Dustin Poirier admittedly felt the effects of Conor McGregor’s leg kicks after UFC 264, suggesting that he had never left a fight week so sore.
Poirier and McGregor collided for a third time in the headliner of last months UFC pay-per-view event, with ‘The Diamond’ once again emerging victorious. While the fight only last one round, ‘The Diamond’ says the leg kicks he received from ‘Notorious’ during their trilogy definitely left a mark.
“I’ve been checked by a lot of heavy kickers, but never before have I left fight week and been sore on my actual bone, like my knee was sore,” Poirier said on American Top Team’s Punchin’ In podcast (via MMAFighting). “Not my thigh or calf, my knee was sore.”
According to ‘The Diamond’, his sore knee was the result of him not being able to check Conor’s kicks in a traditional fashion.

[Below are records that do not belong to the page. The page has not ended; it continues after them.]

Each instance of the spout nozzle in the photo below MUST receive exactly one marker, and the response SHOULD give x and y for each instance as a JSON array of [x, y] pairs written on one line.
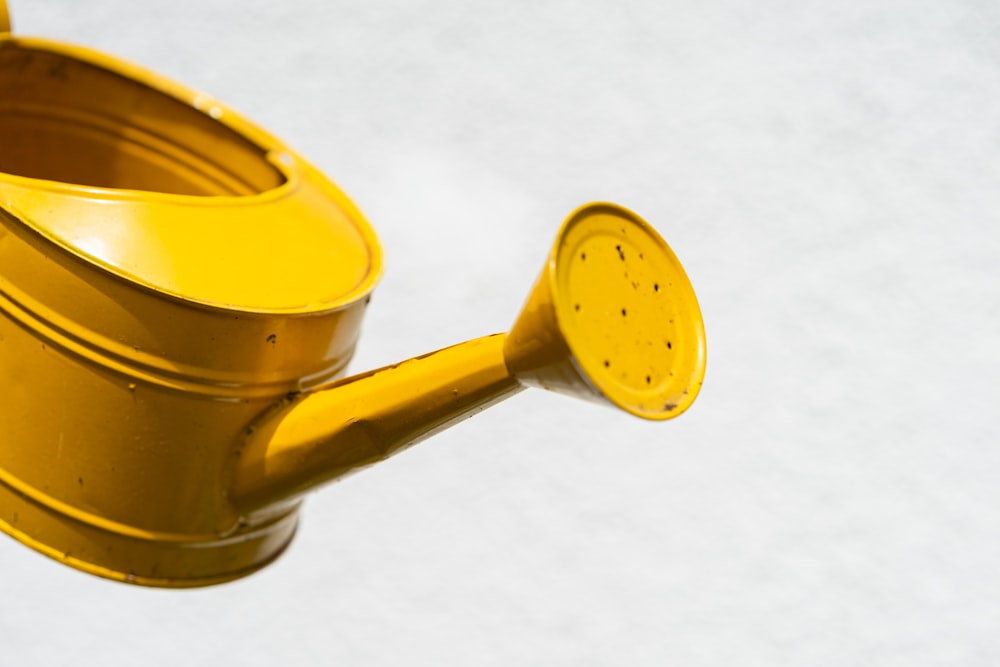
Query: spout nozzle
[[612, 318]]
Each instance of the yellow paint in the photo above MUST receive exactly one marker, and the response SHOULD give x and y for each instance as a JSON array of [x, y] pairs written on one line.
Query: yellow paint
[[180, 294]]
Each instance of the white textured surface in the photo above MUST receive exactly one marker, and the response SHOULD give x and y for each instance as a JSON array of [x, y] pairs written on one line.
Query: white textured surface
[[829, 173]]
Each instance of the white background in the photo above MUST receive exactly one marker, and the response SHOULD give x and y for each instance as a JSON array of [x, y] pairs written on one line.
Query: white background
[[828, 172]]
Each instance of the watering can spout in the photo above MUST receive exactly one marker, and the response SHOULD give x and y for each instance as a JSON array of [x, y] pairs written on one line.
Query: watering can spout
[[612, 318]]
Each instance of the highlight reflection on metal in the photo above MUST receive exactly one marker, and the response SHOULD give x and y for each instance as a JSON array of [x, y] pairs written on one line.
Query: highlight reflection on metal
[[180, 292]]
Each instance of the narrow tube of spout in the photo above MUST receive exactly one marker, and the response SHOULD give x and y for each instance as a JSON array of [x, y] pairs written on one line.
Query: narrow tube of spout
[[327, 433]]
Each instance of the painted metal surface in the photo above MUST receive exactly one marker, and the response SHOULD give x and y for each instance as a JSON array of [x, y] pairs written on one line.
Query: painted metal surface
[[180, 294]]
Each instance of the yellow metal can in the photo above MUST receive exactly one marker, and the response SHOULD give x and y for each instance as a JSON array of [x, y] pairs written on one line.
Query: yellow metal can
[[180, 294]]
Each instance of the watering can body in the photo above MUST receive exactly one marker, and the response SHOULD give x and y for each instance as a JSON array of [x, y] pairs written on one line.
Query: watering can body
[[180, 294]]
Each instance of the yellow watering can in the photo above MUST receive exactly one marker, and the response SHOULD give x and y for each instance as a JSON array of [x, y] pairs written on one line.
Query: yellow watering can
[[180, 292]]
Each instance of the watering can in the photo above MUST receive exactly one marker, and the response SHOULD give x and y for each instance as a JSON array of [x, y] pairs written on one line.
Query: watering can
[[180, 294]]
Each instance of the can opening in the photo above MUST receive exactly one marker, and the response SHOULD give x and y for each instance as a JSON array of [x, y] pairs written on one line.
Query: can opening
[[67, 120]]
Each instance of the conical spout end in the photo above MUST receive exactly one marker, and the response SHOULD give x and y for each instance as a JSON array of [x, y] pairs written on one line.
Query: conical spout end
[[612, 318]]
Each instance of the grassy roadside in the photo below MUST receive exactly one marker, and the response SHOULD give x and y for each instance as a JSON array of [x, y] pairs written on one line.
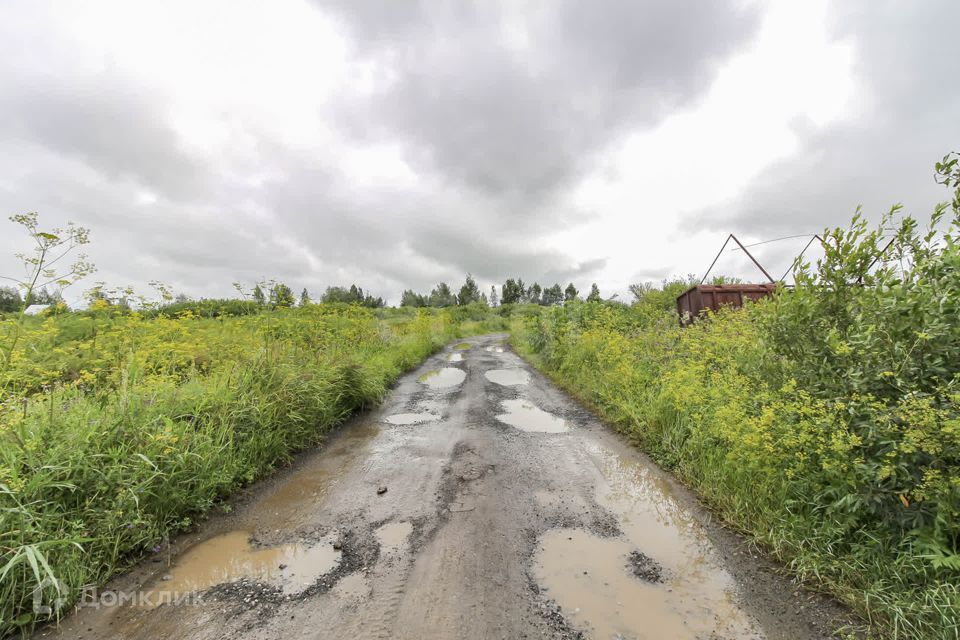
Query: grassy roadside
[[774, 461], [128, 429]]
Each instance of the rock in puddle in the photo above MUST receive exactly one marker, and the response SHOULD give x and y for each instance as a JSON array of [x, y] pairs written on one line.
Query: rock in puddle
[[644, 567]]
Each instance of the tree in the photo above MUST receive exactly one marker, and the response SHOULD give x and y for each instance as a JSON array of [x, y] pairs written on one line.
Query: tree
[[258, 296], [552, 296], [353, 295], [510, 293], [469, 292], [533, 293], [10, 299], [442, 296], [594, 293], [281, 295]]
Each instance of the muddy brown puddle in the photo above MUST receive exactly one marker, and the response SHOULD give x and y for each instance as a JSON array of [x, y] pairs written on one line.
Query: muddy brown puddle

Instead, Poirier said he was forced to check McGregor’s kicks with his knee as opposed to his shin like normal due to the Irishman’s unorthodox stance.
“I just know from getting kicked and kicking so many times over the years that when a kick lands bad I just know it kind of hurts both of us even though it’s hitting my knee, it hurts the other guy a lot more. Just from sparring rounds I just know. There was one kick I turned my knee out a little bit. I didn’t have my weight like a traditional check and I knew that was a bad one for him. I knew that one hurt bad.”
Dustin Poirier believes that Conor McGregor’s fight-ending injury likely stemmed as a result of those untraditional checked kicks.
“I think it was on top of his foot, but you never know if that could have caused torque on his shin bone and cracked it. I don’t know, he was throwing hard kicks, and a lot of them were hitting my knee. I didn’t get to traditionally check the kicks, but I did turn my knee out and it was bone-on-bone and it was worse for him.”
Dustin Poirier is now expected to be the first man to challenge newly crowned UFC lightweight champion Charles Oliveira. A date and venue for that proposed fight has yet to be confirmed by promotional officials.